Strengthening Wisconsin, Growing Leaders
Wisconsin Rural Leadership Program, Group I
The birth and history of the Leadership Wisconsin Program is a classic case of vision and collaboration. It is also a great example of building on the experience of others and improving on it. In 1980 Stephen Smith (UW-Madison), Roger Swanson (UW-River Falls), and Laura Beane (agricultural leader from Jefferson county) attended an informational meeting about W.K.Kellogg-sponsored leadership programs in Michigan, Washington, Montana, California, and Pennsylvania.
On January 9, 1981, the Agricultural and Natural Resource Consortium of the University of Wisconsin System approved preparation of a draft proposal to initiate a rural leadership development program in Wisconsin. UW-Extension was asked to administer and coordinate the project. During 1982 and 1983, key leaders met to determine support for the proposal. In May 1983, with the approval of a provisional board of directors, the director of then Cooperative Extension submitted a proposal to the W.K. Kellogg Foundation, which subsequently funded the project. In September 1983, the Board of Directors was officially organized. They approved the university’s curriculum proposal and a fund raising strategy, which officially launched the program. Wisconsin Rural Leadership Program (WRLP) Group I was selected in April 1984 and completed the series of eleven seminars in March 1986.
In 2008, twenty-four years after Group I started the WRLP experience, the Board of Directors initiated an in-depth evaluation process. It included gathering feedback from fellows (program participants), alumni, local and national specialists in leadership training, and community members who witnessed the impact of alumni in Wisconsin’s communities. The feedback confirmed that WRLP had a significant, positive impact on participants. Alumni reported developing new leadership skills and abilities as a direct result of their program experience. We also learned that alumni went on to play active leadership roles benefiting their respective communities, organizations and businesses, and our state as a whole.
At that time the Board of Directors and Cooperative Extension recommitted to their joint mission of Developing Leaders to Strengthen Communities, celebrated the success of the prior years, and recognized that leadership requires us to look to the future. They committed to intentionally work to preserve and continuously improve the program; expand the number of community leaders in Wisconsin; foster increased sharing, networking, and collaboration among alumni; and enhance training and support. With this in mind, WRLP re-branded as Leadership Wisconsin, enabling the program to be better positioned to fill the critical and growing need for quality, integrated leadership development training for leaders throughout all of Wisconsin.
Ten years after the programs name changed to Leadership Wisconsin, Extension and the Board of Directors recognized that the landscape had changed. Largely thanks to the work of Leadership Wisconsin Program partners and alumni, local leadership programs had been created throughout Wisconsin. These programs offered leaders affordable, community-specific development opportunities lasting 6-9 months. The Leadership Wisconsin Program model had become dated, what leaders wanted had changed. The 2-year time commitment and $7,5000 tuition were no longer accessible or appealing to prospective participants and their employers.

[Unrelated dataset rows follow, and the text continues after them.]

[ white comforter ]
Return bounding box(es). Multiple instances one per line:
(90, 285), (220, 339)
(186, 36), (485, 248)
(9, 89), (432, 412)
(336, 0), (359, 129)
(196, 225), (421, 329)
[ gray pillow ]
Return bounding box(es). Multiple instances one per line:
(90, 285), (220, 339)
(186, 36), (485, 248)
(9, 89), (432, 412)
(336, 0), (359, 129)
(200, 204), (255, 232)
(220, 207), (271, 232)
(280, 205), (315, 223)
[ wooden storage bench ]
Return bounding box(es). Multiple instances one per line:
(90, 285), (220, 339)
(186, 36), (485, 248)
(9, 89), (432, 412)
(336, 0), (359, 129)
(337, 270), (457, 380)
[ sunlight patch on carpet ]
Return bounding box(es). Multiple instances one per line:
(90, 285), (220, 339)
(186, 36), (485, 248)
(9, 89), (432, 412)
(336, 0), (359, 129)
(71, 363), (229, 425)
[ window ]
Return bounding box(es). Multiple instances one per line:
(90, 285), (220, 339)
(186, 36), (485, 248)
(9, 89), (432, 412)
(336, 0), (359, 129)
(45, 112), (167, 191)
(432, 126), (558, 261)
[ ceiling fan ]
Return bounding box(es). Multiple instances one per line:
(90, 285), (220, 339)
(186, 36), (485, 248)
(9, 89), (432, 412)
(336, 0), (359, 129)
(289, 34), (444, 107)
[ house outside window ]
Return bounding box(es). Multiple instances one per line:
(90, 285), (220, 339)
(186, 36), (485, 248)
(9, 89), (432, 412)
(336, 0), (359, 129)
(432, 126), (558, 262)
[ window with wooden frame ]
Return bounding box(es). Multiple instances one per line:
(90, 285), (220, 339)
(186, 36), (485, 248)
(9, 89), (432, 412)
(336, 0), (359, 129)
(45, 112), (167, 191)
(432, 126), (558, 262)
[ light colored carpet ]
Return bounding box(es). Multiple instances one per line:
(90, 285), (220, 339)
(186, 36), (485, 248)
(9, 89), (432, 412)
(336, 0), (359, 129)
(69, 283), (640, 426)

The Board of Directors and Extension acknowledged that the Leadership Wisconsin Program model has been disrupted and become outdated. They agreed to pivot towards a new model that would reach a larger number of leaders; would be focused and flexible; and would allow for innovation and collaboration.
In 2019 the Leadership Wisconsin Program launched a new leadership development opportunity – the Wisconsin Local Government Leadership Academy. Designed for individuals in local government who want to increase their impact and lead the way to greater results, the Academy is offered in partnership with the Wisconsin Counties Association (WCA). Intended to build upon the education and resources Wisconsin’s local government leaders already have access to, the Academy focuses on the nuanced skills of being an effective leader.